The airport’s architect, Tasso Katselas, took to the pages of the Pittsburgh Post-Gazette. He could not understand how the company once called Allegheny Airlines had forsaken Pittsburgh’s superior operational capacity for the “primitive” airfields of Philadelphia and Charlotte. The high landing fees that riled US Airways came from the airport’s $1 billion budget, he wrote, and the budget came from the airline’s brief for the world’s most advanced hub airport. Besides, the X saved the airline money in the long run; computer simulations had proved so: “There is no waiting time. There is no wasted fuel.”

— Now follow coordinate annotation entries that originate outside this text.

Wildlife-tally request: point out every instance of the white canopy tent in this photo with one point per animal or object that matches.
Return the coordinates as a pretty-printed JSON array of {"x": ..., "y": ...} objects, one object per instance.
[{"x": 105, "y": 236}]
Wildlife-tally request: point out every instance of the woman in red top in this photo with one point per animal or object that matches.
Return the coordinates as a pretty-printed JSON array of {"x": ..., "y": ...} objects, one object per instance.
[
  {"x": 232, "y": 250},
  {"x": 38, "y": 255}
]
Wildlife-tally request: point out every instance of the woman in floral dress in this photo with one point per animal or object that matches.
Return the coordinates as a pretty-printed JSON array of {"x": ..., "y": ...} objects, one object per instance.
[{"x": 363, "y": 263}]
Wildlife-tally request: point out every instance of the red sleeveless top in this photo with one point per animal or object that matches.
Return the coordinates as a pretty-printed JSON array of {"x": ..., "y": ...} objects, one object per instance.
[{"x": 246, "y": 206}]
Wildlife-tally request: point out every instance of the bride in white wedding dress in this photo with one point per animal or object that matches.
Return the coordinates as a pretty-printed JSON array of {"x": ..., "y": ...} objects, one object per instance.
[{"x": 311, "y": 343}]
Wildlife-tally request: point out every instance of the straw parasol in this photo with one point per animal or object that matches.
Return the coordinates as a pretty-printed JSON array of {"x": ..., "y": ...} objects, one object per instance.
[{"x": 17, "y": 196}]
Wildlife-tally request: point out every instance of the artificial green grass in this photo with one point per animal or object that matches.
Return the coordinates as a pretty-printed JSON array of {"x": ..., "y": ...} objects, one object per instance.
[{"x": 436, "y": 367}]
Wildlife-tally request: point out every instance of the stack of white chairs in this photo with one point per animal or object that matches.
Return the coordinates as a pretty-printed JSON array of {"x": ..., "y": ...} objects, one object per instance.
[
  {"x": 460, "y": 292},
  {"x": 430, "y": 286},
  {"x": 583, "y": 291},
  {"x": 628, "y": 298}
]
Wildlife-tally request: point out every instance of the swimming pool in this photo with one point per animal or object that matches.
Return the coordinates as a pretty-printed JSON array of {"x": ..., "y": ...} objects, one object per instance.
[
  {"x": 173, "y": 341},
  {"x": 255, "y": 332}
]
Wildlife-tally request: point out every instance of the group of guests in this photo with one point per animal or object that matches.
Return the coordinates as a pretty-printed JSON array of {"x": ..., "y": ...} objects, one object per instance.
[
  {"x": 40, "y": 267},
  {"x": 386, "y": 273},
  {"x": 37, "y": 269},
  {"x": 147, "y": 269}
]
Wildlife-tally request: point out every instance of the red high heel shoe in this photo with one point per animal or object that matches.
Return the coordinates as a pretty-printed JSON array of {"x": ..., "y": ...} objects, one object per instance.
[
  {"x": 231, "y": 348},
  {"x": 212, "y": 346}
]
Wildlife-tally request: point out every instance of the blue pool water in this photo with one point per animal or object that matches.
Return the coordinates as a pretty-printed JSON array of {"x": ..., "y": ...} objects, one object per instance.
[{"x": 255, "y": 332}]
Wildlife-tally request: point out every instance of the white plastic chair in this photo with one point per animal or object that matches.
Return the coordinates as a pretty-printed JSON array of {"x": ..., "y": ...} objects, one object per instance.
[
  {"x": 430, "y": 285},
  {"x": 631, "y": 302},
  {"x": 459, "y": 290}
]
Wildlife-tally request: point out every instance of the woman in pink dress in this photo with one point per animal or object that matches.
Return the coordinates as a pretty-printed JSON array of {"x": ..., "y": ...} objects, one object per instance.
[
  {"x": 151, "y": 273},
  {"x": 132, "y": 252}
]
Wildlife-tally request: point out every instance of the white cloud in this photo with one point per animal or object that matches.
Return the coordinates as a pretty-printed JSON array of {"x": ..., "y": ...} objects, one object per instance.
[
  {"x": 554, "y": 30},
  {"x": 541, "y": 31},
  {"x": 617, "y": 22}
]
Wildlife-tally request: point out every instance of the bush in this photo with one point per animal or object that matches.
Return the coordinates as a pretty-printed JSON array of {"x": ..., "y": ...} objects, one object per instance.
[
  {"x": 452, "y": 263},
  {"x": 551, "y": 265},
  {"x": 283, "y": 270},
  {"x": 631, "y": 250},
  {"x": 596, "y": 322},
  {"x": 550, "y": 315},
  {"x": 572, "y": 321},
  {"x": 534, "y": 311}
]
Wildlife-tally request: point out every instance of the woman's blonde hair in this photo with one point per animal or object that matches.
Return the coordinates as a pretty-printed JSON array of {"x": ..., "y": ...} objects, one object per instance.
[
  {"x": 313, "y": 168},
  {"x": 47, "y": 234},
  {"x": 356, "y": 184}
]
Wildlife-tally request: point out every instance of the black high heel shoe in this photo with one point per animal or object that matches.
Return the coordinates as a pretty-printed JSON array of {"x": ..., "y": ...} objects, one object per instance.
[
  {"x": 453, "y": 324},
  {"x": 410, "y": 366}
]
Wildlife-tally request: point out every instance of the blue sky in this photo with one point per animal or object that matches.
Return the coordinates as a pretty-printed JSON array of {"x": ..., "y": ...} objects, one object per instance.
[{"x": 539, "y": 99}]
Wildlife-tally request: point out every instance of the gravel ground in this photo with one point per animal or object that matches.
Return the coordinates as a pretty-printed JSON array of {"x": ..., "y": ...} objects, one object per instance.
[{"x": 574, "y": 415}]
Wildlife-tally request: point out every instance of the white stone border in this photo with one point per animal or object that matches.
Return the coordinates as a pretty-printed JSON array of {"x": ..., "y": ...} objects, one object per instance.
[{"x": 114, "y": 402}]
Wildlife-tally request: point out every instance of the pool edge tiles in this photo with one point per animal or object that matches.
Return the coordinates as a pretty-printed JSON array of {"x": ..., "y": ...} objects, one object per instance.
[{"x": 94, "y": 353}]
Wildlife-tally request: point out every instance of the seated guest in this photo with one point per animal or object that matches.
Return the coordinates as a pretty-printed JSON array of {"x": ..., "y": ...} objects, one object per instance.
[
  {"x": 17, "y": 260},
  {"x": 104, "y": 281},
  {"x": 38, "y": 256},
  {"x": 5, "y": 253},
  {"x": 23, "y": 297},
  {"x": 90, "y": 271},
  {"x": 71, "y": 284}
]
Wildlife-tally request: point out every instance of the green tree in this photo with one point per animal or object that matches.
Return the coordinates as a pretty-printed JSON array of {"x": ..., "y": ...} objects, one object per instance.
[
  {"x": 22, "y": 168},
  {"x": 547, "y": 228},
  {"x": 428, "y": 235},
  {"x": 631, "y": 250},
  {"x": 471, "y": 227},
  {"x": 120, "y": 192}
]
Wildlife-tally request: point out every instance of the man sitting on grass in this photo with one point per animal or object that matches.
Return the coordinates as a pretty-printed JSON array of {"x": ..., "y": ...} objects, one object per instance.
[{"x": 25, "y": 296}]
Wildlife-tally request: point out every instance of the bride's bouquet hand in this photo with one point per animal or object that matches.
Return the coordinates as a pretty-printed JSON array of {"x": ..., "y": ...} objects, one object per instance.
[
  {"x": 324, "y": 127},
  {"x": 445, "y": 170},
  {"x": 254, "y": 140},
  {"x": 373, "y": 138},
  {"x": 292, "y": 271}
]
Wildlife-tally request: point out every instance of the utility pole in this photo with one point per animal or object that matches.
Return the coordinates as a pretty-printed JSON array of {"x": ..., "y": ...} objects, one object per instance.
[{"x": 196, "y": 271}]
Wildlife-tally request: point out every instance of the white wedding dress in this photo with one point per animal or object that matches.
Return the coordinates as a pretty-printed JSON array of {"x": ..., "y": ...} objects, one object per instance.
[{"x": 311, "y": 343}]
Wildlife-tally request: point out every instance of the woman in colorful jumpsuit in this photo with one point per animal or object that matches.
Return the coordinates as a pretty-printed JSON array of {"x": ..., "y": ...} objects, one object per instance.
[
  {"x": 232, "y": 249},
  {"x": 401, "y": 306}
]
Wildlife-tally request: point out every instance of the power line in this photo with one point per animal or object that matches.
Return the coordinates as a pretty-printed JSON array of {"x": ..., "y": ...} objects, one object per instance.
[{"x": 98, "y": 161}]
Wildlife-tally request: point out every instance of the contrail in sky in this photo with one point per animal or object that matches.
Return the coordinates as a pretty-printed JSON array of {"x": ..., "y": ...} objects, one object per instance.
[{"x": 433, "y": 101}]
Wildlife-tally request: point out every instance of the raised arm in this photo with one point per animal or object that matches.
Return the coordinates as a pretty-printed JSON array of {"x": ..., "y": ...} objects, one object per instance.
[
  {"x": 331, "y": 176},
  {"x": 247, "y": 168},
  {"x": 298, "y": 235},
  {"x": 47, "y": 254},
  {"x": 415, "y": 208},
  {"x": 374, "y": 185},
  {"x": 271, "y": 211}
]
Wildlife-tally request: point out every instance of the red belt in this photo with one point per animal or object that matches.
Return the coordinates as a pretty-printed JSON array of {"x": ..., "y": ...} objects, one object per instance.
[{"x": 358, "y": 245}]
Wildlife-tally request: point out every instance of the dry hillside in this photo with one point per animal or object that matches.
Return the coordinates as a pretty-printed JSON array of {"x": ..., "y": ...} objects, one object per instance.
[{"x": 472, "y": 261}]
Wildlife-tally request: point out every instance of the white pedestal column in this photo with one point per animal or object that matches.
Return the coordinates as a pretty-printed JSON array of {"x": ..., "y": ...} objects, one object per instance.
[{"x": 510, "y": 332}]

Pittsburgh’s contribution to airport design was not the X hub, it was Airmall. Despite shedding one-third of its stores, Airmall claims the highest per-passenger spend in the country. The post-9/11 flier heads straight to the TSA checkpoint, grimaces, then emerges airside with a hankering for distraction. Long before retailers christened this schedule void the “golden hour,” before Coach bags shimmered from LAX’s Luxury Island or PDX food carts dished up kimchi quesadillas, Airmall was there. 

In 2004, Pittsburgh lost its hub status and got cold consolation: lsg Sky Chefs’ sole Western Hemisphere deep-freezing facility, a 20,000-square-foot, single-story industrial building called PIT 1375. After 9/11, Sky Chefs’ profits evaporated. Its traditional flight kitchens cut workers and salaries and introduced stopwatch timing to speed up production. Airlines spend less than $3 per passenger on in-flight meals, yet demand broad options for ever-pickier fliers. So Sky Chefs’ “600 different frozen dishes with over 100 ethnic variations,” prepared in Pittsburgh; Qingdao, China; or Alzey, Germany, can fill up to a million airborne tummies a day.

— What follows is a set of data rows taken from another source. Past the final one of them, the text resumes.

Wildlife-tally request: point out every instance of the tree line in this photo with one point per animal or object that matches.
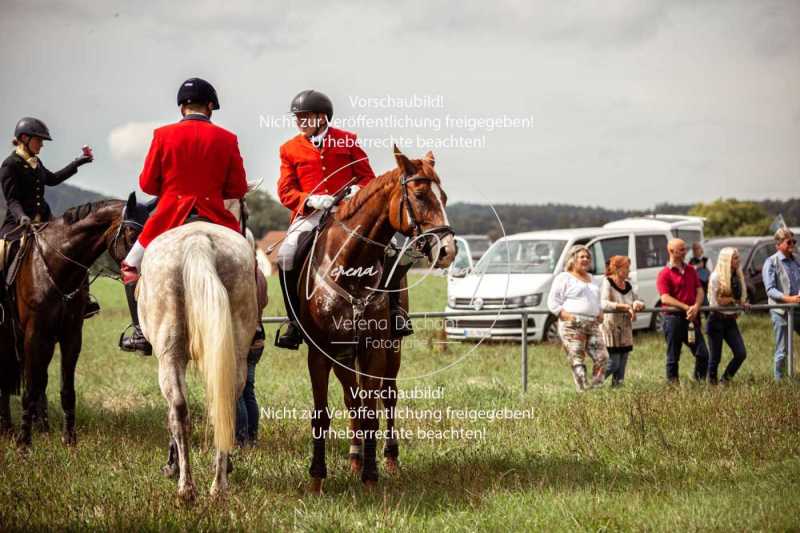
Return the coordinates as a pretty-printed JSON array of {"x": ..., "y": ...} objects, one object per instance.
[{"x": 724, "y": 216}]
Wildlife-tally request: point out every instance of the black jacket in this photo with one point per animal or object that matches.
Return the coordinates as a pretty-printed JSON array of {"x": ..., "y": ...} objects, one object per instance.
[{"x": 23, "y": 188}]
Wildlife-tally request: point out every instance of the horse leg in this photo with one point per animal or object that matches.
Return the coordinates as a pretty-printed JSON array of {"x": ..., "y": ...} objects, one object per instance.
[
  {"x": 349, "y": 380},
  {"x": 70, "y": 350},
  {"x": 171, "y": 468},
  {"x": 391, "y": 449},
  {"x": 6, "y": 427},
  {"x": 373, "y": 365},
  {"x": 318, "y": 369},
  {"x": 172, "y": 379},
  {"x": 38, "y": 353}
]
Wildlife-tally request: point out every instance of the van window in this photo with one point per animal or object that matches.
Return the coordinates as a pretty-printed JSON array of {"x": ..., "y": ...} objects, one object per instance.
[
  {"x": 689, "y": 236},
  {"x": 604, "y": 249},
  {"x": 462, "y": 259},
  {"x": 651, "y": 251}
]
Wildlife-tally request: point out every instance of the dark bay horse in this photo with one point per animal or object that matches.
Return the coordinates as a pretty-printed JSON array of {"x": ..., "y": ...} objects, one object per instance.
[
  {"x": 48, "y": 300},
  {"x": 343, "y": 312}
]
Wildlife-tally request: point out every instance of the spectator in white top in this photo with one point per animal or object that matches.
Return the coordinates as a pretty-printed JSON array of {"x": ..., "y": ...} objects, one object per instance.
[
  {"x": 618, "y": 295},
  {"x": 726, "y": 287},
  {"x": 575, "y": 300}
]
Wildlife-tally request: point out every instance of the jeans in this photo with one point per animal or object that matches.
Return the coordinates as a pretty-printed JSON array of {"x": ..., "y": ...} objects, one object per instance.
[
  {"x": 721, "y": 328},
  {"x": 617, "y": 362},
  {"x": 247, "y": 410},
  {"x": 780, "y": 325},
  {"x": 676, "y": 331}
]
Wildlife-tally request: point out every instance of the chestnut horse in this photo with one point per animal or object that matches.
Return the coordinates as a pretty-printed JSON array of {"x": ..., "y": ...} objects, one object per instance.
[
  {"x": 47, "y": 304},
  {"x": 343, "y": 313}
]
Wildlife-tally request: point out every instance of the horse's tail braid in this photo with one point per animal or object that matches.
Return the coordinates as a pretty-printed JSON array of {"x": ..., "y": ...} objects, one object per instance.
[{"x": 211, "y": 339}]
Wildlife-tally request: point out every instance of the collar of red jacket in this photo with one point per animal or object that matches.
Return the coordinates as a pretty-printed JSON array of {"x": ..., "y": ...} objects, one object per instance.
[{"x": 196, "y": 116}]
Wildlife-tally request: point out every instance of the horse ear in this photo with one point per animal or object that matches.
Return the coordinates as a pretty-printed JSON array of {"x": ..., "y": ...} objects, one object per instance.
[
  {"x": 404, "y": 163},
  {"x": 132, "y": 202}
]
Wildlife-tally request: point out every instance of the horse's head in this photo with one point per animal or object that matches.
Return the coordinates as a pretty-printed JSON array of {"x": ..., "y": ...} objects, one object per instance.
[
  {"x": 130, "y": 225},
  {"x": 417, "y": 208}
]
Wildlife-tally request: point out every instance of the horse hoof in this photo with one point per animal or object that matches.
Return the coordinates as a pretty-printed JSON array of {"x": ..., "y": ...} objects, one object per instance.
[
  {"x": 187, "y": 494},
  {"x": 218, "y": 493},
  {"x": 169, "y": 470},
  {"x": 316, "y": 487},
  {"x": 23, "y": 441},
  {"x": 69, "y": 438}
]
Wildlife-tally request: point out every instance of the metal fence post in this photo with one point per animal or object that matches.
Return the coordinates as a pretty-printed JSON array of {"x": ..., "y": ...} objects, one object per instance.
[
  {"x": 789, "y": 340},
  {"x": 524, "y": 352}
]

Food on early flights took the form of stewardesses handing out cold chicken and sandwiches from the airport café, which passengers balanced atop pillows on their laps. In 1937, United Airlines created the airport-based “flight kitchen” to cook meals ready to be served from an onboard galley. A United manager mocked up the first in-flight meal tray, sized for the new seatback trays with three separate depressions for each dish, and in 1946 Pan Am served the first frozen three-course meal, reheated in the air in a convection oven. By 1960, when United’s flight kitchen opened at a newly expanded O’Hare in Chicago, it was run by a Swiss hotel chef and turned out 2,500 meals per day. A production chef called a reporter’s attention to a hundred bowls of salad lined up on a table: “See those tomatoes? They’re all peeled. United never sends out an unpeeled tomato!”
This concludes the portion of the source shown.